Avianca Plans To Expand Capacity

By Jens Flottau
Source: Aviation Week & Space Technology
April 22, 2013
Credit: Boeing

Three years after the merger of Avianca and Taca, the group is growing profitably, but the integration is not complete and infrastructure bottlenecks have to be cleared to ensure further growth.

Avianca, which will go to a single brand and drop the Taca name at the end of May, has emerged as one of the two big Latin American airline groups, along with the newly formed Latam Group. Given Colombia's politically and economically difficult past, and considering Avianca's bankruptcy restructuring in 2004, the turnaround is all the more remarkable. Following the announced departure of TAM Brazil, Avianca will also be the Star Alliance's sole partner in South America. And Bogota is its most important base.

CEO Fabio Villegas is about to launch the next stage of the group integration that will likely span another 2-3 years.

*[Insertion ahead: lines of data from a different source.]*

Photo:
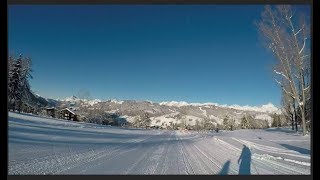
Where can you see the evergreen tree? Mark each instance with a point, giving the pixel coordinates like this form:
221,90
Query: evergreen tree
18,84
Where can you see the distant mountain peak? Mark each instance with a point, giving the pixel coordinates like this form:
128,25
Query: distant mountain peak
269,107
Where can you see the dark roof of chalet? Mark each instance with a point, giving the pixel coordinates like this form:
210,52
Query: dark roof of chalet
68,110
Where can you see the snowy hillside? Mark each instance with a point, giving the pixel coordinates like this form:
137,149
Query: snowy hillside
51,146
161,113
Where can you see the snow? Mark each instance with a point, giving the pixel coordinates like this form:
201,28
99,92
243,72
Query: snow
116,101
203,111
269,107
38,145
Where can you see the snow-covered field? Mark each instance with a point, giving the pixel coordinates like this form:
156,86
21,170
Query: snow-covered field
50,146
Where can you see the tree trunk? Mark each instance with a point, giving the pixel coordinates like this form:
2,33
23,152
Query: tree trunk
296,119
303,120
292,121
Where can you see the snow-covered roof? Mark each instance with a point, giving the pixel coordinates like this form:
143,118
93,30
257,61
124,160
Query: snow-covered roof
69,111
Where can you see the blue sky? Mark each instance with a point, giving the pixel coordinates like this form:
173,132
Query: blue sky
194,53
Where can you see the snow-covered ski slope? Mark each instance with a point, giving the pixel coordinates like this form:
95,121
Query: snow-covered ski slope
50,146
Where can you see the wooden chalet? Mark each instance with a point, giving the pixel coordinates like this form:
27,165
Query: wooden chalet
68,114
51,112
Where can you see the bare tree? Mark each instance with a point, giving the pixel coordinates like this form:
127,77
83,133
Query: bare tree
288,108
288,37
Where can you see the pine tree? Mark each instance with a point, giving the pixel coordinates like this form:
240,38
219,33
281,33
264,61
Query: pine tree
18,84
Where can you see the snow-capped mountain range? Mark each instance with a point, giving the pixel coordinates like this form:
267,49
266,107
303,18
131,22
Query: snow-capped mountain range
165,113
267,108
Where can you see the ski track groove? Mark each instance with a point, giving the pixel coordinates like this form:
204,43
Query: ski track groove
172,152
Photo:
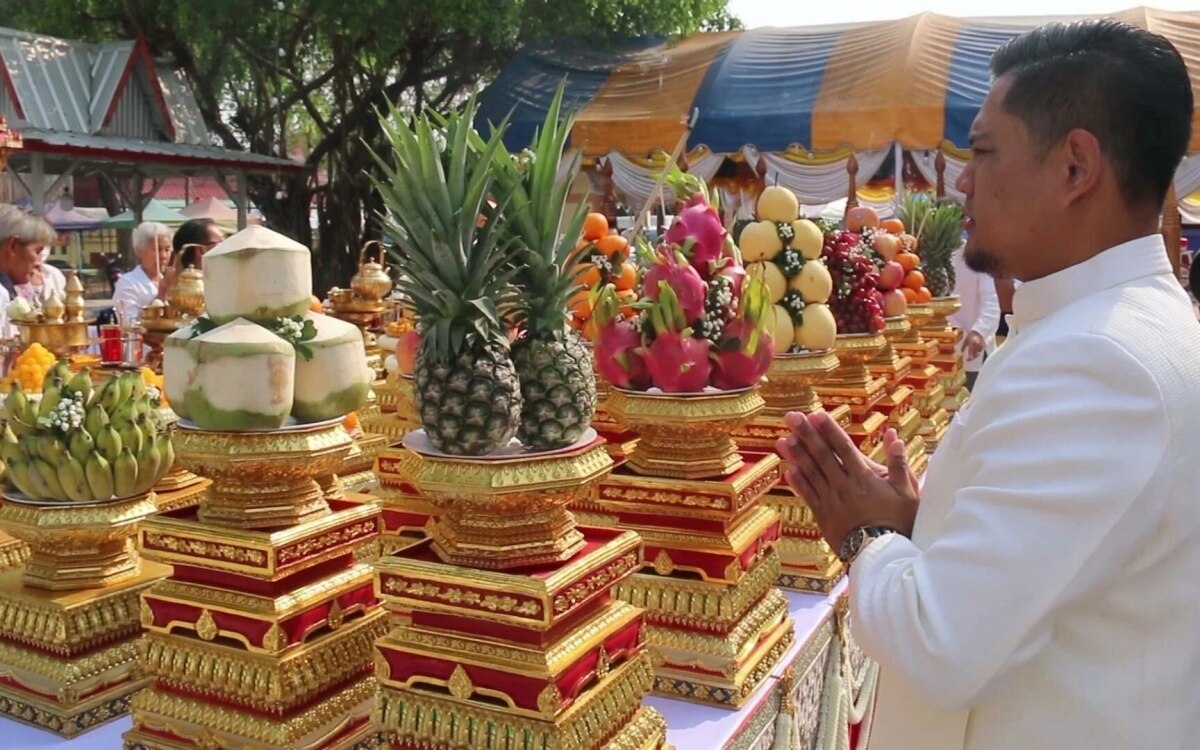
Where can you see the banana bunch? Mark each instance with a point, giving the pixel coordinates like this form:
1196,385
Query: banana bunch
78,444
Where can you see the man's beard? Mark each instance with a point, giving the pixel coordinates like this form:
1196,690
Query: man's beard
983,262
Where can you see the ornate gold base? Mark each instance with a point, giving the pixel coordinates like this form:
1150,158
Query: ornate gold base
168,721
185,497
69,660
721,671
12,552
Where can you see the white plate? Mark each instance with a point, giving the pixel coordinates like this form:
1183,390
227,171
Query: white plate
419,443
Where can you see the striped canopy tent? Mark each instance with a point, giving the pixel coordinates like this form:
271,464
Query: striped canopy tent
811,108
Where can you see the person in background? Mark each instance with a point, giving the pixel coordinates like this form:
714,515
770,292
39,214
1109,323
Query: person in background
1038,589
978,318
137,288
23,237
193,238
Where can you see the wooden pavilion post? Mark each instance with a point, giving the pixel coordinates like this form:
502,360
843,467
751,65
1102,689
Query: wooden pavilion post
1173,228
940,169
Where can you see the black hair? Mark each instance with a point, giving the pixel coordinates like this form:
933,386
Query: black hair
1126,85
191,232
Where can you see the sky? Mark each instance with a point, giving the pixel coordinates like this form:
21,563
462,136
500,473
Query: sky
809,12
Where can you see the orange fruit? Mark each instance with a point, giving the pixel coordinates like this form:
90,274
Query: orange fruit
612,244
595,226
624,276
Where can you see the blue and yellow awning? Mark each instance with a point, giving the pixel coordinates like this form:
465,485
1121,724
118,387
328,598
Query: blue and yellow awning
917,82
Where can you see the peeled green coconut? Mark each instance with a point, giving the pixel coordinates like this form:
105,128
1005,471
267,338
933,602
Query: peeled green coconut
178,369
244,378
335,381
258,275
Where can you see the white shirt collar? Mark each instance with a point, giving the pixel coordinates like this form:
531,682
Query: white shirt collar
1145,256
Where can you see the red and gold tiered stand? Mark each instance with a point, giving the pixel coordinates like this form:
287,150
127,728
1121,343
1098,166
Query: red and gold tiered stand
948,358
924,376
899,402
262,636
507,634
853,385
715,623
69,615
807,563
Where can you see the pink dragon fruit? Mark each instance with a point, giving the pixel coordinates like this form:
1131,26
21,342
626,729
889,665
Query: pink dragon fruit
677,360
618,348
700,232
671,269
747,348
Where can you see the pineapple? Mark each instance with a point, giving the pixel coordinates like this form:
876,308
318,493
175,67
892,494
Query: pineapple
937,226
456,271
553,364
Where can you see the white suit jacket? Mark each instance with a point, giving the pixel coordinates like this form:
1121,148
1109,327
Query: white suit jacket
1050,594
979,311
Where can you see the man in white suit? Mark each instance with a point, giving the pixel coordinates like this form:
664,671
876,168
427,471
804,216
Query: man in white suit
978,317
1043,594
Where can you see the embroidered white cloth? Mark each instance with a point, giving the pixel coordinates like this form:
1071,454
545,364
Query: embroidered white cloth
1048,598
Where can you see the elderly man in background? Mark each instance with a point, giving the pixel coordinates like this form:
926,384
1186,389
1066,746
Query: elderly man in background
138,288
23,237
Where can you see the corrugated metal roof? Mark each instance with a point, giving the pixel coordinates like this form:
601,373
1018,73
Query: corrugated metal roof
107,147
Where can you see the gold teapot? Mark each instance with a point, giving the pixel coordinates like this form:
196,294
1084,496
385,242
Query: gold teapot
372,281
186,295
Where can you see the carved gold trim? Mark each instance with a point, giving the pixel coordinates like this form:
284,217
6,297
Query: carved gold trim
69,622
700,604
263,682
540,663
231,727
261,555
603,711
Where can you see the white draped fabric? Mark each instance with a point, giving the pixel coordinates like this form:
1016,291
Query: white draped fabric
817,184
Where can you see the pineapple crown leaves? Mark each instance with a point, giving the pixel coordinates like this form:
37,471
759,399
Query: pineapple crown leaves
456,269
547,269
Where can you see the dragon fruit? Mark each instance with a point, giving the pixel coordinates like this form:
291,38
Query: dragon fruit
618,348
747,348
699,229
678,361
671,268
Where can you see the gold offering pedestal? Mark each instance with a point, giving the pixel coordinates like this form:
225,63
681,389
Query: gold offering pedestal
853,385
924,376
69,616
262,635
899,402
948,358
505,631
807,563
715,624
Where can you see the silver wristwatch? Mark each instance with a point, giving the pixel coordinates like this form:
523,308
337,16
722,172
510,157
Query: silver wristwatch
857,539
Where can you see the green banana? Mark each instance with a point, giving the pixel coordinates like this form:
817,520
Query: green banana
149,461
82,444
51,397
51,449
81,383
19,472
100,477
49,477
16,402
109,443
95,418
125,474
75,481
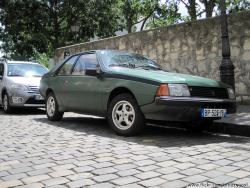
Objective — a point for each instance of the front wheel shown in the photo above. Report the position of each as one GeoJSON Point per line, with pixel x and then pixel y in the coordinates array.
{"type": "Point", "coordinates": [52, 109]}
{"type": "Point", "coordinates": [125, 116]}
{"type": "Point", "coordinates": [6, 104]}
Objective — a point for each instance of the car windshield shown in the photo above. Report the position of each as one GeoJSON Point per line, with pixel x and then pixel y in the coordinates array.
{"type": "Point", "coordinates": [26, 70]}
{"type": "Point", "coordinates": [126, 59]}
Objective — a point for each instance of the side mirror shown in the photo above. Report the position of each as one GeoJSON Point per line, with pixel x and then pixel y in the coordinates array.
{"type": "Point", "coordinates": [91, 72]}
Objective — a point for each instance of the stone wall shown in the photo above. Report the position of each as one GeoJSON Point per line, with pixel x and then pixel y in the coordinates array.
{"type": "Point", "coordinates": [191, 48]}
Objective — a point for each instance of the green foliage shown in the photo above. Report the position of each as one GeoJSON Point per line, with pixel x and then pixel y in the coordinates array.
{"type": "Point", "coordinates": [42, 58]}
{"type": "Point", "coordinates": [237, 5]}
{"type": "Point", "coordinates": [41, 26]}
{"type": "Point", "coordinates": [150, 13]}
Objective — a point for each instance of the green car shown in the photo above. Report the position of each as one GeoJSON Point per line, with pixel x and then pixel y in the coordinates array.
{"type": "Point", "coordinates": [130, 89]}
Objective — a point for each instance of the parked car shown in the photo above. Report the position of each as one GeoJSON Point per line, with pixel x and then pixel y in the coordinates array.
{"type": "Point", "coordinates": [130, 88]}
{"type": "Point", "coordinates": [19, 84]}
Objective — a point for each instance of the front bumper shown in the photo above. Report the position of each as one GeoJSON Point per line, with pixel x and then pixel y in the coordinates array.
{"type": "Point", "coordinates": [185, 108]}
{"type": "Point", "coordinates": [25, 99]}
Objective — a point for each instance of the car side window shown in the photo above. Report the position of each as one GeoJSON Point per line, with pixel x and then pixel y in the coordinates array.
{"type": "Point", "coordinates": [84, 62]}
{"type": "Point", "coordinates": [67, 67]}
{"type": "Point", "coordinates": [1, 69]}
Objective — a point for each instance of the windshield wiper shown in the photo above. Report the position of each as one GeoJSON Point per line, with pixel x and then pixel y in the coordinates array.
{"type": "Point", "coordinates": [147, 67]}
{"type": "Point", "coordinates": [122, 65]}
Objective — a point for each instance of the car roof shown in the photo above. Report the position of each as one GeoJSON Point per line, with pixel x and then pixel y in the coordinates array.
{"type": "Point", "coordinates": [24, 62]}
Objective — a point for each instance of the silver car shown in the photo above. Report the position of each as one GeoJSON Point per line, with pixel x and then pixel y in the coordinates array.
{"type": "Point", "coordinates": [19, 84]}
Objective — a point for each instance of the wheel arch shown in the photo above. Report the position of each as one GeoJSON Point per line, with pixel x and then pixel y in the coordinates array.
{"type": "Point", "coordinates": [4, 90]}
{"type": "Point", "coordinates": [48, 91]}
{"type": "Point", "coordinates": [118, 91]}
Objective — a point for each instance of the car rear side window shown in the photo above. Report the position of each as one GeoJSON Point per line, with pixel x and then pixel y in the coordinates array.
{"type": "Point", "coordinates": [84, 62]}
{"type": "Point", "coordinates": [67, 67]}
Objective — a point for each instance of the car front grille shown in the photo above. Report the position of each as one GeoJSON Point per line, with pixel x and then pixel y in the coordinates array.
{"type": "Point", "coordinates": [34, 88]}
{"type": "Point", "coordinates": [208, 92]}
{"type": "Point", "coordinates": [33, 101]}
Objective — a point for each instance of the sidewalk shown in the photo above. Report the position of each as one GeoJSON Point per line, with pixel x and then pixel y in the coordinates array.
{"type": "Point", "coordinates": [235, 124]}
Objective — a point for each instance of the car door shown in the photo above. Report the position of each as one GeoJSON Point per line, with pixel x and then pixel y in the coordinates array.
{"type": "Point", "coordinates": [1, 80]}
{"type": "Point", "coordinates": [83, 92]}
{"type": "Point", "coordinates": [58, 81]}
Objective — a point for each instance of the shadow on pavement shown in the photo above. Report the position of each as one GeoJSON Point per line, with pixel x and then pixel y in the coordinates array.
{"type": "Point", "coordinates": [25, 111]}
{"type": "Point", "coordinates": [159, 136]}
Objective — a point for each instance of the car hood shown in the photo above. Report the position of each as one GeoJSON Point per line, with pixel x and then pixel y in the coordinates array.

Avianca has “come a long way already,” he says. In its initial integration phase, the airline went to a single administration (most functions are now based in Bogota), merged the frequent-flier programs into the Colombian carrier's “Life Miles,” and introduced joint revenue management and a combined network.

Overall, the first stage of the group building process was about increasing revenues. And it worked: In 2009, the two airlines together carried 15 million passengers; three years later, the figure has risen to 23 million. In the same time frame, revenues grew to $4.2 billion from $2.5 billion. The integration had a positive $219 million impact on operating profit even before specific cost-saving initiatives were launched.

AviancaTaca Holding recorded an 8.3% increase in sales in 2012, reaching 7.6 billion Colombian pesos ($4.2 million), and achieved an operating profit of 506 million Colombian pesos. Both capacity and demand grew by 10.3% last year.

Now Avianca is about to launch the second integration phase, in which it hopes to save another $150 million. While the two entities will continue to exist as separate companies (although operated under a single brand), Villegas wants to introduce more joint processes in operations and maintenance and harmonize the two airlines to allow quick reallocation of aircraft and crews where needed. An outright merger into one carrier with a single air operator's certificate is deemed unrealistic given the different jurisdictions in which it has to work.

Integration efforts are not limited to the Taca operation. Avianca has taken full control of Ecuador's Aerogal, which operates a dense domestic network and has some limited international exposure following the phase-out of its Boeing 767 operation last year. Aerogal will eventually also become part of the Avianca brand, once its information technology infrastructure is upgraded.